Komurasaki of the Kadotamaya, from the series Six Flowery Immortals of the Pleasure Quarters (Seiro bijin rokkasen)
- Source:
- ukiyo-e.org
Description
Komurasaki of the Kadotamaya from the series Six Flowery Immortals of the Pleasure Quarters (Seiro bijin rokkasen) is held by the Art Institute of Chicago (101134_526501) and indexed through [ukiyo-e](/glossary/ukiyo-e).org. The series is a defining work of Chobunsai Eishi's Edo [bijin-ga](/glossary/bijin-ga). The conceit pairs six contemporary Yoshiwara courtesans with the six classical poets known as the rokkasen, a mitate device that allows Eishi to bring Heian literary prestige into the floating world.
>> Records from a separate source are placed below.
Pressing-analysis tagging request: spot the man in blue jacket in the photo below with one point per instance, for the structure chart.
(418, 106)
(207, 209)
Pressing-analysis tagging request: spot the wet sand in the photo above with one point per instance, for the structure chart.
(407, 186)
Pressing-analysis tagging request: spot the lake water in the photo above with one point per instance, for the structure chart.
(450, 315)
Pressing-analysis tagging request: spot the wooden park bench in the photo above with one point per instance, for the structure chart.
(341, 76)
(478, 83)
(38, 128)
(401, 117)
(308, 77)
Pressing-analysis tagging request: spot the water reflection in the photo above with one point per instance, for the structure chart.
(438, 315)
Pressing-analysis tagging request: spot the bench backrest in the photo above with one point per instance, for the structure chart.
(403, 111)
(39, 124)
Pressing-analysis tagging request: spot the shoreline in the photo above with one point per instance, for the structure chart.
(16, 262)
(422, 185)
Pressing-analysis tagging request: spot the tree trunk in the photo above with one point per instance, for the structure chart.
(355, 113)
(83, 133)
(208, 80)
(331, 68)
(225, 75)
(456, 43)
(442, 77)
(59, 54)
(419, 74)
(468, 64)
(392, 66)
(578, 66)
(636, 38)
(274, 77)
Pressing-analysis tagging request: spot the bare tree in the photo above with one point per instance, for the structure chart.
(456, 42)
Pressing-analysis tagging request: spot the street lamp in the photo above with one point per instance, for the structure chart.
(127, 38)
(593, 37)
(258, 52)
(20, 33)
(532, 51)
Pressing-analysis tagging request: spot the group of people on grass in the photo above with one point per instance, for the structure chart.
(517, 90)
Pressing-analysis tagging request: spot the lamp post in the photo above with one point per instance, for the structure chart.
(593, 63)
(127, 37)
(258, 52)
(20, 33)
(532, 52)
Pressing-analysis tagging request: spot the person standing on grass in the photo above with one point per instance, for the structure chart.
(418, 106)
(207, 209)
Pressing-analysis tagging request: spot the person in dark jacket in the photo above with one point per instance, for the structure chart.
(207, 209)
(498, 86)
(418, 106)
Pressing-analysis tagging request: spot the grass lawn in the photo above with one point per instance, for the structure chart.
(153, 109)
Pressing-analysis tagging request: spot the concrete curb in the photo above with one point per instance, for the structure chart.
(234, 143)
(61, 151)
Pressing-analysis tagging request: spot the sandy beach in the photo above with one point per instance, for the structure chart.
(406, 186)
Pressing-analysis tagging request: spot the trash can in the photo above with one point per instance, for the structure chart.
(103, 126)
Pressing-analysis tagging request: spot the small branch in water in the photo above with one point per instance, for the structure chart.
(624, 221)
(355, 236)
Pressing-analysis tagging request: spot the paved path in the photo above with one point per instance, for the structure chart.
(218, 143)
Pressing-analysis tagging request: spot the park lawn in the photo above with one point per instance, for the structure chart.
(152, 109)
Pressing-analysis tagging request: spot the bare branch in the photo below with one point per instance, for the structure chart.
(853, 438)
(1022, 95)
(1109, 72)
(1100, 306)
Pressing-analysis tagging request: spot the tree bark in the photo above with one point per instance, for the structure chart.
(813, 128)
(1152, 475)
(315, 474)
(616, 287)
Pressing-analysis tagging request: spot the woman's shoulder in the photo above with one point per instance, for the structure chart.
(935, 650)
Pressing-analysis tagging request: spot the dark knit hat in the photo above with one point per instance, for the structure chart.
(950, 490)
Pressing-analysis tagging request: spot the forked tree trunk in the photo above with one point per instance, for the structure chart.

The Kadotamaya was a leading house, and Komurasaki was among its top oiran. Eishi's portrait of her is built from the visual elements that distinguished his work from Utamaro's: a tall slender figure, robes constructed from long calm contour lines, a face composed and slightly remote, and a restrained color register that signals aristocratic dignity. These qualities are unmistakably the product of his Kano-trained ukiyo-e practice, the discipline he absorbed during apprenticeship under Kano Eisen'in Michinobu before he became a shogunal painter and then, in the 1780s, a designer of commercial [nishiki-e](/glossary/nishiki-e). Komurasaki here stands in for one of the classical poets in the mitate scheme, allowing the viewer to read the image simultaneously as named courtesan portrait and as poetic homage. The Art Institute of Chicago record provides authoritative cataloging detail, publisher, sheet identification, and physical condition. The sheet is one of the clearest demonstrations of how Eishi's classical training underwrote a refined register within ukiyo-e.